Müll, Müll, Müll … – neben den Freuden, die der Online-Handel mit sich bringt, hat er auch einige Schattenseiten. Eine dieser Schattenseiten dürfte definitiv der Müll sein, den jedes Paket verursacht. Doch Amazon will sich künftig noch stärker für die Umwelt einsetzen und testet aktuell ein neues Verfahren, um die anfallenden Müllberge zu verringern.
(Bildquelle Living Room Boxes: Elvis Ripley via Flickr, Ausschnitt, bestimmte Rechte vorbehalten)

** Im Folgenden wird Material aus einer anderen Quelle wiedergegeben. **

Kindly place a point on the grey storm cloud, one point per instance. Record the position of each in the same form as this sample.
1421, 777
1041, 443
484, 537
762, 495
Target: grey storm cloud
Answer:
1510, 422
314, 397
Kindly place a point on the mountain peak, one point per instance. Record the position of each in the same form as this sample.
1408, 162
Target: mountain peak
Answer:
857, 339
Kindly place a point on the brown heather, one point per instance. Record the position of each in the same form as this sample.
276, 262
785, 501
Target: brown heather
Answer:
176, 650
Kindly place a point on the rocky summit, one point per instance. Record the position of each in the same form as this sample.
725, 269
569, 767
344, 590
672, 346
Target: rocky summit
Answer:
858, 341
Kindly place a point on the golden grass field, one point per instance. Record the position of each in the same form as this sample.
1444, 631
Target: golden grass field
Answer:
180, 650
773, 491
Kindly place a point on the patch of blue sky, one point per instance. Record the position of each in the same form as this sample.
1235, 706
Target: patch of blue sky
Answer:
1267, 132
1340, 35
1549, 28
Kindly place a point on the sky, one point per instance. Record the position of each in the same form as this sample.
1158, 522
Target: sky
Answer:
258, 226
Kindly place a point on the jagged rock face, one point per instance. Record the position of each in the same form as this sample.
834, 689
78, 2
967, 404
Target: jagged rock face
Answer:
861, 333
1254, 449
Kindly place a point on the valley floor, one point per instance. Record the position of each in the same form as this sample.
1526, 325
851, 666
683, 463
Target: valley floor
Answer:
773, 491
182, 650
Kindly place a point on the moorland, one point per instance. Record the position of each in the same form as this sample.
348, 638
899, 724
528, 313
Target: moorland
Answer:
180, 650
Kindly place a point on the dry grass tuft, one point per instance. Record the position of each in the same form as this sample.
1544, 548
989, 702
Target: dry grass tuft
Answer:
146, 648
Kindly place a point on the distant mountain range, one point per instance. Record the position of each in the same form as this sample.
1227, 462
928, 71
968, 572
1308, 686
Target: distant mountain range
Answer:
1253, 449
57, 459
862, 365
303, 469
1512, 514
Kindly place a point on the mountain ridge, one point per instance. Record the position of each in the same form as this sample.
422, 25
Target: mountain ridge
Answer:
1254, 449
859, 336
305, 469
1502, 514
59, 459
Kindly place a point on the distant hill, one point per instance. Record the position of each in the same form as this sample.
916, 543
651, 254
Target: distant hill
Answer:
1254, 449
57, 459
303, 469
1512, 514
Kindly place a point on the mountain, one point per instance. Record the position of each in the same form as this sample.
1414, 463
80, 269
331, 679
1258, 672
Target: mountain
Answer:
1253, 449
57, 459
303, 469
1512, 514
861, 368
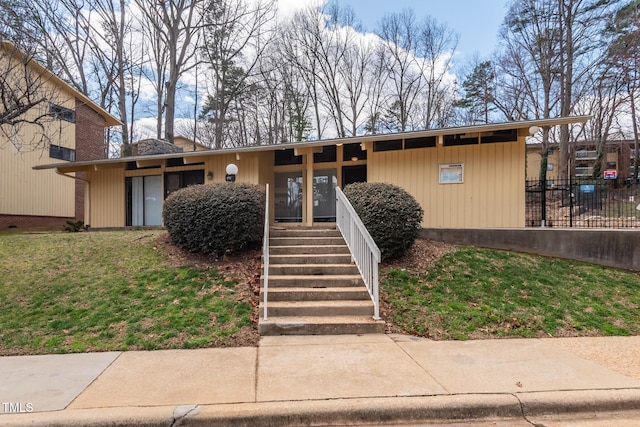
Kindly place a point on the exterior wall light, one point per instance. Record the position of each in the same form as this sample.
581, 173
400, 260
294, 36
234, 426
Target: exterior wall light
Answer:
232, 171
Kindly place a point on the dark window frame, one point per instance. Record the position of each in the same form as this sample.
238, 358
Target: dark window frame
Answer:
62, 153
423, 142
62, 113
388, 145
286, 157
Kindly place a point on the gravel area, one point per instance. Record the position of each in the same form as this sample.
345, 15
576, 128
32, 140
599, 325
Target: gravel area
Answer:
620, 354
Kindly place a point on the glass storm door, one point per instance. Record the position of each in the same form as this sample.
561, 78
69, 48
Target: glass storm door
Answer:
288, 197
144, 200
324, 195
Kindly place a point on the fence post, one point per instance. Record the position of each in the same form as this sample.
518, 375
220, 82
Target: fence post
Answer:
570, 202
543, 201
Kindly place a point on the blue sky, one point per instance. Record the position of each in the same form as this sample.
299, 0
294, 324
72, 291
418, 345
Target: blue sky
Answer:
476, 21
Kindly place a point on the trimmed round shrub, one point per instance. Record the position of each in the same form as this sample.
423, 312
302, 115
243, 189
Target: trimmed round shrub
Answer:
392, 216
215, 218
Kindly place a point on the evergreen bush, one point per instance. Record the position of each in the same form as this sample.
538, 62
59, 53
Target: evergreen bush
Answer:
392, 216
215, 218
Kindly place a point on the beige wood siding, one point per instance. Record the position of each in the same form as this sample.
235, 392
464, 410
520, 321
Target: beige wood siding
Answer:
108, 185
25, 191
492, 194
106, 194
28, 192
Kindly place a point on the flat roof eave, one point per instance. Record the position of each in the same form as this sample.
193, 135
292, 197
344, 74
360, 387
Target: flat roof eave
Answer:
79, 166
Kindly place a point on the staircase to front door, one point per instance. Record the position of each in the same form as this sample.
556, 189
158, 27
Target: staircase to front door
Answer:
314, 288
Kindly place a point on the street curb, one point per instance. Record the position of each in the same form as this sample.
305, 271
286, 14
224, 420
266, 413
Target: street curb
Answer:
344, 411
579, 401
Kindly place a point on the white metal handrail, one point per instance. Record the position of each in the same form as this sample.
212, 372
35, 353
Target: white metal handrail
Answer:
265, 252
364, 251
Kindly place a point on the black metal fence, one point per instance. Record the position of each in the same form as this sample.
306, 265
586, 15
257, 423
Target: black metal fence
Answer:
583, 203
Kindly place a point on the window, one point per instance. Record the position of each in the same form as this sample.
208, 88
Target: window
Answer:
328, 154
507, 135
394, 144
286, 157
425, 142
459, 139
349, 151
61, 113
62, 153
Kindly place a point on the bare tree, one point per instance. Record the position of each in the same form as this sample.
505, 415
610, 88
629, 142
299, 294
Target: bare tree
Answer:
235, 35
175, 23
400, 34
436, 46
25, 94
623, 54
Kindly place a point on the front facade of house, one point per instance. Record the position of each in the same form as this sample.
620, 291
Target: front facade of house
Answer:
73, 130
471, 177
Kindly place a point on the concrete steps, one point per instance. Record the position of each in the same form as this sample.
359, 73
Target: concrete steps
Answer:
314, 289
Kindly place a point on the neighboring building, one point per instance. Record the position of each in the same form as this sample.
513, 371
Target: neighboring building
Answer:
468, 177
153, 146
74, 129
620, 156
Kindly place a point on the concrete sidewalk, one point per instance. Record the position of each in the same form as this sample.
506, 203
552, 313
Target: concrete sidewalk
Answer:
300, 380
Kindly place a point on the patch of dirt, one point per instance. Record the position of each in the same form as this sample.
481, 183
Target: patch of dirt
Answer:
417, 260
245, 267
420, 256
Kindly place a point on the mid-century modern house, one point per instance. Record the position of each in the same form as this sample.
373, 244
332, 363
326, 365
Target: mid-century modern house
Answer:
464, 177
73, 129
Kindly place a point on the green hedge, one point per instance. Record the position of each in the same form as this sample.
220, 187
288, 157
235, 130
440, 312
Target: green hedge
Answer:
216, 218
392, 216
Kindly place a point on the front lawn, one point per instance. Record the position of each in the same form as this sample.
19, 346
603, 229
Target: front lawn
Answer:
473, 293
119, 290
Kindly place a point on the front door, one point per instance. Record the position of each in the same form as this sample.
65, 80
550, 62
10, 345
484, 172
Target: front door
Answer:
324, 195
288, 197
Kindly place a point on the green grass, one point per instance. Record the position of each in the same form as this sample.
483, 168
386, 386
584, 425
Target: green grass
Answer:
478, 293
101, 291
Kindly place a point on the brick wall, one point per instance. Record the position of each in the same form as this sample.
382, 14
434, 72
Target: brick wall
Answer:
90, 145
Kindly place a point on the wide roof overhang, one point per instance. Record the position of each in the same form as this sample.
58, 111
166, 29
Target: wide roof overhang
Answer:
198, 156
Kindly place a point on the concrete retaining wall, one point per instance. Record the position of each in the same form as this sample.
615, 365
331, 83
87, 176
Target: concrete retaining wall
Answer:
614, 248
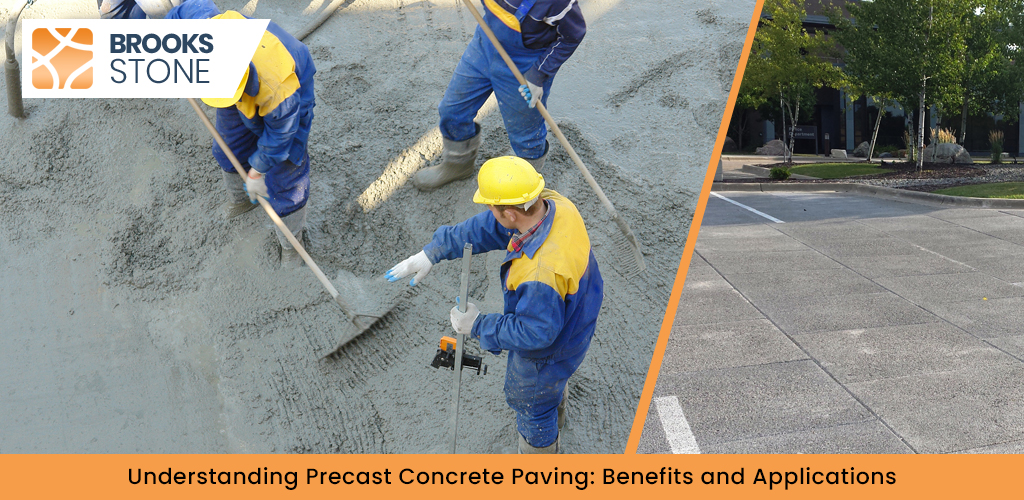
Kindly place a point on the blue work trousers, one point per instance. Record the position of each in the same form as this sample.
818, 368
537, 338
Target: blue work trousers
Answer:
480, 72
287, 182
534, 389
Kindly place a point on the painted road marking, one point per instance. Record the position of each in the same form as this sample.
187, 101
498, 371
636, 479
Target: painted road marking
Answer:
744, 207
677, 429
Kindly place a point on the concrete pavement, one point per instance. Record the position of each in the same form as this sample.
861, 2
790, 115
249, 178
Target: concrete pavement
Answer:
853, 325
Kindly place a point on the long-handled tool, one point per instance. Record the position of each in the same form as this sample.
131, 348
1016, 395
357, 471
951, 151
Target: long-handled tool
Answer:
630, 254
360, 321
467, 256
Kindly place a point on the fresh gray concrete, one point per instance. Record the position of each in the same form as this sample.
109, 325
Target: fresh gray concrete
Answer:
857, 325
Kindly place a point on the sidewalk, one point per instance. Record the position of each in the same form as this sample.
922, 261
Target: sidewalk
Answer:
851, 325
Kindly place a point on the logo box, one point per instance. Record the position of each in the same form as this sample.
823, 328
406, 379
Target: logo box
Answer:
136, 57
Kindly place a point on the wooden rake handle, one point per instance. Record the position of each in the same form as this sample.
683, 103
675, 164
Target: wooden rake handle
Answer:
269, 210
544, 113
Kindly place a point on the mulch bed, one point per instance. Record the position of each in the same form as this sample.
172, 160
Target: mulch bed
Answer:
900, 170
908, 170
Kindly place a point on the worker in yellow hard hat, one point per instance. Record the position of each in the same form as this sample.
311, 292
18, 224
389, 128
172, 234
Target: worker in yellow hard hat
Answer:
552, 286
266, 125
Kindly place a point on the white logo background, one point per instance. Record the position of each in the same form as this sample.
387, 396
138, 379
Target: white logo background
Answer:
233, 42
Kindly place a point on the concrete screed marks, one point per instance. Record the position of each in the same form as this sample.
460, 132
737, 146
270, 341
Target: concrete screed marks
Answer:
136, 321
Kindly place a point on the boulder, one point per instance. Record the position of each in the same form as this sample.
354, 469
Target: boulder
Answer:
772, 148
729, 146
947, 153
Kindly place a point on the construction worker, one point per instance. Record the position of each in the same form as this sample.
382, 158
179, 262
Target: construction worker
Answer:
539, 36
136, 9
552, 286
266, 125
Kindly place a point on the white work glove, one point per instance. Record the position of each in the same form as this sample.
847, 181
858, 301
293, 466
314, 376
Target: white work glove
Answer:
531, 93
255, 185
463, 322
419, 263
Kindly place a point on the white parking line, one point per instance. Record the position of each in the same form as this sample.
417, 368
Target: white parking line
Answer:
744, 207
677, 429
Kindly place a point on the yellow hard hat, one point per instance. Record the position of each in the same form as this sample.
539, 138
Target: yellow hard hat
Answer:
507, 180
228, 101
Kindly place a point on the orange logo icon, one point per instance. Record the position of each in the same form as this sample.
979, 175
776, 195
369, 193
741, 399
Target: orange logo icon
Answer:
61, 58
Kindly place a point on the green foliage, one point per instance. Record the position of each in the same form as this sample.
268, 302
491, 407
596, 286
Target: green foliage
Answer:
995, 141
943, 136
837, 170
786, 64
966, 55
778, 173
991, 73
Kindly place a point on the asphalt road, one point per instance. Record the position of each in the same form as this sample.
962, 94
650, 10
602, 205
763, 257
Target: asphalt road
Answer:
850, 325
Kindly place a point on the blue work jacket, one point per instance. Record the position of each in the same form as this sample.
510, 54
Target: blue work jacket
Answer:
552, 288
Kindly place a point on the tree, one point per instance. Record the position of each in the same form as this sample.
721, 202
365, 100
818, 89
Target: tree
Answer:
747, 99
906, 50
786, 61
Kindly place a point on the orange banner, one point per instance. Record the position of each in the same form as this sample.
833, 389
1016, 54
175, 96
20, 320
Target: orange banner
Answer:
423, 476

Als kauffreudiger Online-Shopper kennt man das Problem: Man freut sich über jede ankommende Bestellung. Doch jedes Paket lässt Pappmüll und Verpackungsmaterialien zurück, die entsorgt werden müssen – ärgerlich ist dies nicht nur, weil es Arbeit macht, sondern auch, weil der ganze Müll schlecht für die Umwelt ist. Besonders nervig ist dieses Problem außerdem, wenn das bestellte Produkt in einem viel zu großen Karton verschickt und mit Unmengen an Füllmaterial gestopft wurde. Viele Kunden machen ihrem Unmut über eine solche Praxis in den sozialen Netzwerken Luft, wie die folgenden zwei Beispiele zeigen:
#Amazon hat sich bei der Verpackung mal wieder selbst übertroffen.. Was soll so etwas? pic.twitter.com/lLeXMFde9f
— Brina (@Mainstreamgoere) 19. Juli 2016
Oder hier:
@Amazon wins at #packaging.#calligraphy #nib #Amazon #A1 #box pic.twitter.com/iSSV4kzhtF
— J. David Buerk (@JDavidBuerk) 11. Februar 2016
Nach Angaben von Tamebay soll es sogar Vorwürfe geben, nach denen Amazon mit seinem Paketaufkommen eine „Papp-Krise“ auslöst.